My heart leapt when Sister Julienne told me I had mail this morning. Logically I knew it was too soon for you to be up to writing, but for a moment, before I saw the unfamiliar handwriting on the envelope I couldn't help imagining that it would be from you, and that somehow the last few days would turn out to have been... exaggerated somehow. As if the drama of the accident and the rush to the hospital might have masked the fact that you'd just been in shock before, and now you were writing to tell me you were fine, really, and were coming home at once. I told myself I was being utterly ridiculous of course, but even so I couldn't help a brief sick, disappointed feeling at your mother's precise lettering that is so different from your own cheerful, looping scrawl.

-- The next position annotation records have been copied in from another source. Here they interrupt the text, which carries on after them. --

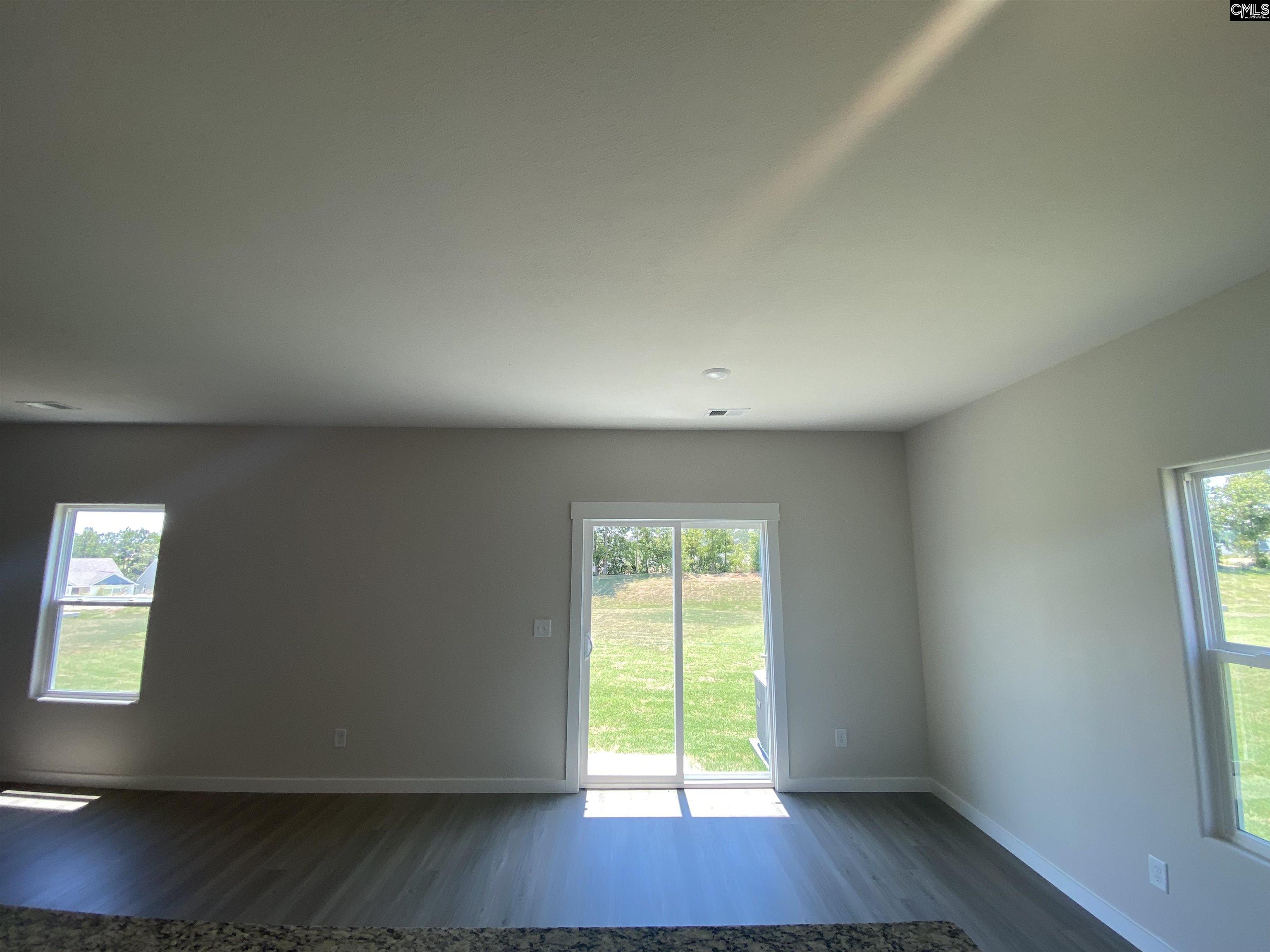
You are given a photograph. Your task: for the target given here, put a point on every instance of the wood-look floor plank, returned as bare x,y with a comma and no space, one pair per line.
532,861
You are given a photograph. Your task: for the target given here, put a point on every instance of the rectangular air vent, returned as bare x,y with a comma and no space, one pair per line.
46,405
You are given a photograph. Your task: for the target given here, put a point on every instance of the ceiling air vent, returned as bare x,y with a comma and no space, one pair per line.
46,405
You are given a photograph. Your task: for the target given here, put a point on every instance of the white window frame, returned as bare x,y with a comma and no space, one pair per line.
1207,648
60,545
676,516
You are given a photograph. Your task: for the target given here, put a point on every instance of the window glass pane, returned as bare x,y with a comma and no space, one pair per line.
115,552
101,649
1250,721
724,672
632,707
1239,509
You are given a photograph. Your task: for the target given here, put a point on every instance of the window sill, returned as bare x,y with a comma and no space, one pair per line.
84,700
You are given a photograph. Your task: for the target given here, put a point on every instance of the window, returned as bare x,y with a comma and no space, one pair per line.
100,583
1223,514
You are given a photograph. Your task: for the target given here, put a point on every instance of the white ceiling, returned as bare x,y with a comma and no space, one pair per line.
558,215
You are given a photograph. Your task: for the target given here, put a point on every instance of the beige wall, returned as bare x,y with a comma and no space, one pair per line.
387,581
1051,628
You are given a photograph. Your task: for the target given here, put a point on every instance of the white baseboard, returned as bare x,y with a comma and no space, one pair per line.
858,785
300,785
1094,904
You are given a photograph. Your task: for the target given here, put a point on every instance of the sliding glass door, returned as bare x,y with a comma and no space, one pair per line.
675,669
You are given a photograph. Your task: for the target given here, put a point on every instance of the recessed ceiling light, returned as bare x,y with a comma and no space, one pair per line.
46,405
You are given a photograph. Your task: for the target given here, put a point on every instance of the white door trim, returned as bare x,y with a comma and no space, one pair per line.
580,611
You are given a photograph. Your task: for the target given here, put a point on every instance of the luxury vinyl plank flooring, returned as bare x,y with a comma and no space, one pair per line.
532,860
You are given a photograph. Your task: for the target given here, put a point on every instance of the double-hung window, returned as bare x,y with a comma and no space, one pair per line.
100,583
1222,514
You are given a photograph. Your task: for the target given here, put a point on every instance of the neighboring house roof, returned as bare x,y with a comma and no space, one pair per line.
95,571
146,581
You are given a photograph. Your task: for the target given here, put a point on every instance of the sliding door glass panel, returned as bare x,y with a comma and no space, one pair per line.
1239,512
632,695
1250,720
724,666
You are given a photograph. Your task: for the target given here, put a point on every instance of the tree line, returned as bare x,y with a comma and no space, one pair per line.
647,550
133,550
1239,509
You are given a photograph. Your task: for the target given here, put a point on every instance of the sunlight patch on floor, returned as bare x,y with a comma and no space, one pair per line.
35,800
691,804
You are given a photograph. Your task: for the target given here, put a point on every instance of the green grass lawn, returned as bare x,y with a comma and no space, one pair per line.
101,649
1246,614
633,668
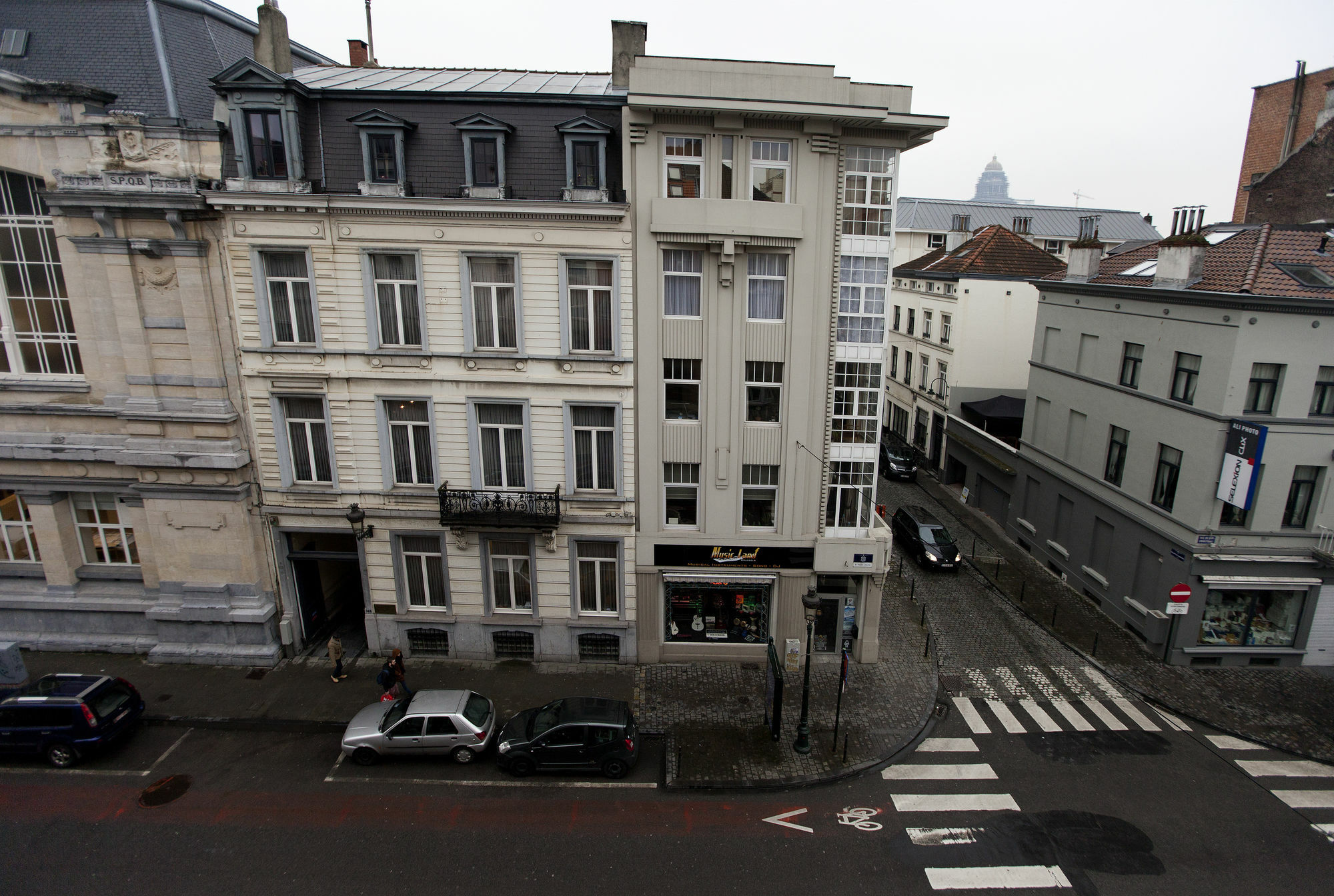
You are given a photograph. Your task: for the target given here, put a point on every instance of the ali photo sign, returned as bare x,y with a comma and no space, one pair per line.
1241,457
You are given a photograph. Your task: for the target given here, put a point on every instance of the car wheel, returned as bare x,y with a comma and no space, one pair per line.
62,755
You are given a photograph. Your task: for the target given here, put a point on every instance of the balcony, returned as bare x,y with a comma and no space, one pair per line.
485,509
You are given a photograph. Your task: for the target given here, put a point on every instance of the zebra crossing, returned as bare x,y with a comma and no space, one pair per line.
1025,699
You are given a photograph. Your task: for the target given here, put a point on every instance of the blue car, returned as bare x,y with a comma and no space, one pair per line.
65,718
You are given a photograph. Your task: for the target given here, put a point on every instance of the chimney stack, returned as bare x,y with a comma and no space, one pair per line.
1085,253
628,42
273,49
1181,257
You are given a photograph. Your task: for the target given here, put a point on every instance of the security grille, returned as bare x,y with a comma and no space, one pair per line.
429,642
513,646
600,647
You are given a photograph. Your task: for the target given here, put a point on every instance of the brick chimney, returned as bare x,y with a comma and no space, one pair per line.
1085,253
273,49
1181,257
628,42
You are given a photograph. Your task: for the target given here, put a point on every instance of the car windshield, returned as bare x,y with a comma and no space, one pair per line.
477,710
548,718
397,711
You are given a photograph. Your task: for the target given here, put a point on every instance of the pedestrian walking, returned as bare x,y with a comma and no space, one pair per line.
337,657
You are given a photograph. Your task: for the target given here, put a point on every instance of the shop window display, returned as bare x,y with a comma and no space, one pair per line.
1251,618
725,613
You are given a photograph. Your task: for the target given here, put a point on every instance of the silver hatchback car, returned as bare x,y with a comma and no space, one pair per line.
430,723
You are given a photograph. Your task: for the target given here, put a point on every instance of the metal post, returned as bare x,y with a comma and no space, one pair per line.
804,729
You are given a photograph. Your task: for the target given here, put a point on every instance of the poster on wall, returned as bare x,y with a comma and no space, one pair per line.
1241,457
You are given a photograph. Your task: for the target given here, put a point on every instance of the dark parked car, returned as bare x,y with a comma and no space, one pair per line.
572,734
65,718
921,535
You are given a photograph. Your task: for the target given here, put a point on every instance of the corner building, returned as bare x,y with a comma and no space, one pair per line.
762,201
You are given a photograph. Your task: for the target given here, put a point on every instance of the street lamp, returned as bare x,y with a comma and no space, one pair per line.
810,603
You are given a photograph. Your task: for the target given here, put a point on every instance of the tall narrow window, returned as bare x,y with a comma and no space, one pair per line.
1263,391
410,442
397,301
1185,378
1119,443
682,282
1167,477
770,170
760,495
681,389
862,282
849,503
18,542
1300,494
496,319
868,195
590,306
596,447
764,391
267,146
857,403
424,573
681,495
309,438
102,534
501,439
37,325
684,163
766,286
512,575
293,314
600,583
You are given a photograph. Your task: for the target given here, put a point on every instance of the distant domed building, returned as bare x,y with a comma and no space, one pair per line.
993,186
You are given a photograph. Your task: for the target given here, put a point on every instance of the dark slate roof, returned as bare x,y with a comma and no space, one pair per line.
109,45
1243,263
993,253
1048,221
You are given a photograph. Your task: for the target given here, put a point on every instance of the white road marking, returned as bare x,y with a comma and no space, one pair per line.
1079,722
997,878
1104,714
1285,769
972,717
958,773
1040,715
778,821
954,803
1307,799
1007,718
1135,715
942,837
948,746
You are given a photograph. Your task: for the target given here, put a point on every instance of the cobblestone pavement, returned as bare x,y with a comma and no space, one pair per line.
1008,613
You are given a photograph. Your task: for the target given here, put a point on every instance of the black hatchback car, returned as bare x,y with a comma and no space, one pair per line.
925,538
572,734
65,718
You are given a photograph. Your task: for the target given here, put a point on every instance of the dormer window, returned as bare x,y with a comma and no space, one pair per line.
484,157
586,161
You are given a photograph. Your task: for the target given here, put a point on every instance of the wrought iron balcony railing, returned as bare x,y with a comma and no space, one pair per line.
481,507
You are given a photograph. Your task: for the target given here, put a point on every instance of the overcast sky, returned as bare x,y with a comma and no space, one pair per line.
1140,106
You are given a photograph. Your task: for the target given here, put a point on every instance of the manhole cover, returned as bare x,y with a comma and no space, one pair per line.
163,791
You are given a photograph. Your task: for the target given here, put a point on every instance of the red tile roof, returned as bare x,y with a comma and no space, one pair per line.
994,251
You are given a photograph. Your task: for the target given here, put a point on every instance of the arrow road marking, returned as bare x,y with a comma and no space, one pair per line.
778,819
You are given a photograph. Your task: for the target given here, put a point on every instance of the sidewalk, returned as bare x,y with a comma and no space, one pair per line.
1291,709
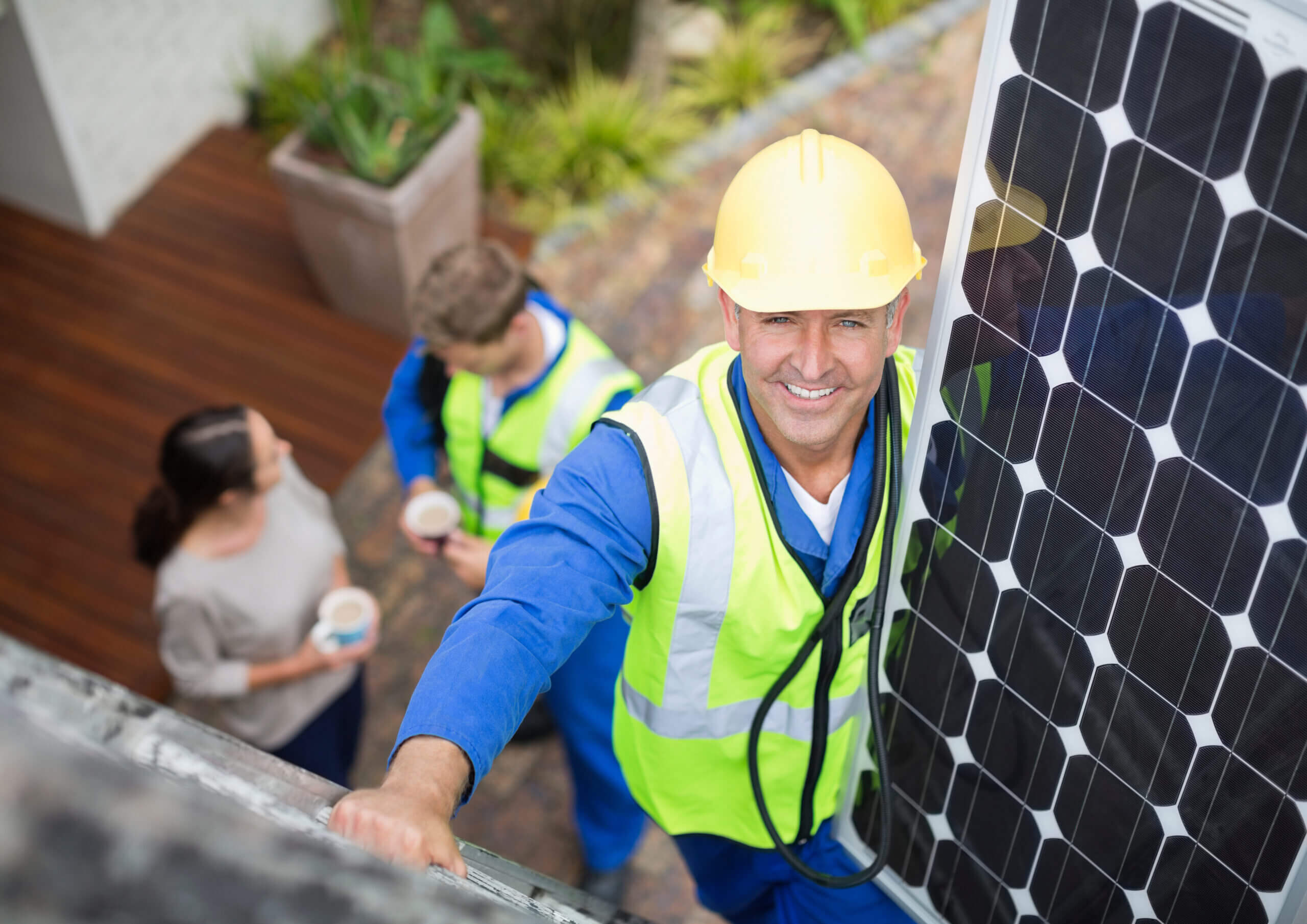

Still, now I have swallowed that last bitter, foolish hope I am truly grateful for your mother's letter. I know she needn't have sent anything at all, and things must be so difficult there it must have been tempting not to. In fact I will confess (here at least, in this letter I will never send) that I hold onto those few precious details as fiercely as a drowning woman would hold on to a life raft. Somewhere out there you were listening to my words and they made you laugh. Even for just a second I made you happy and that small fact helps me keep pretending all is well.

But at the same time there are parts of the all too brief note that trouble me. She writes that you are sad and it kills me that I can't be there with you to take some of your sadness away. Do you lie there alone in your childhood bedroom and cry tears I cannot wipe away for you? Does your mother hold you like I would, all the hours in the day if you wanted them? Does she make your tea right? Does she know how to make a balm to soothe your bruises? Does she read to you and put flowers in your window to catch the morning sun?

There is so much I want to tell you. A thousand times a day I think I must tell you about this or that little moment, that I can't wait to see the expression on your face before I remember that I can't. But your mother says I may write again, so even if I can't see it, perhaps I can make you smile from afar. That will be my goal. I daren't hope for more just yet.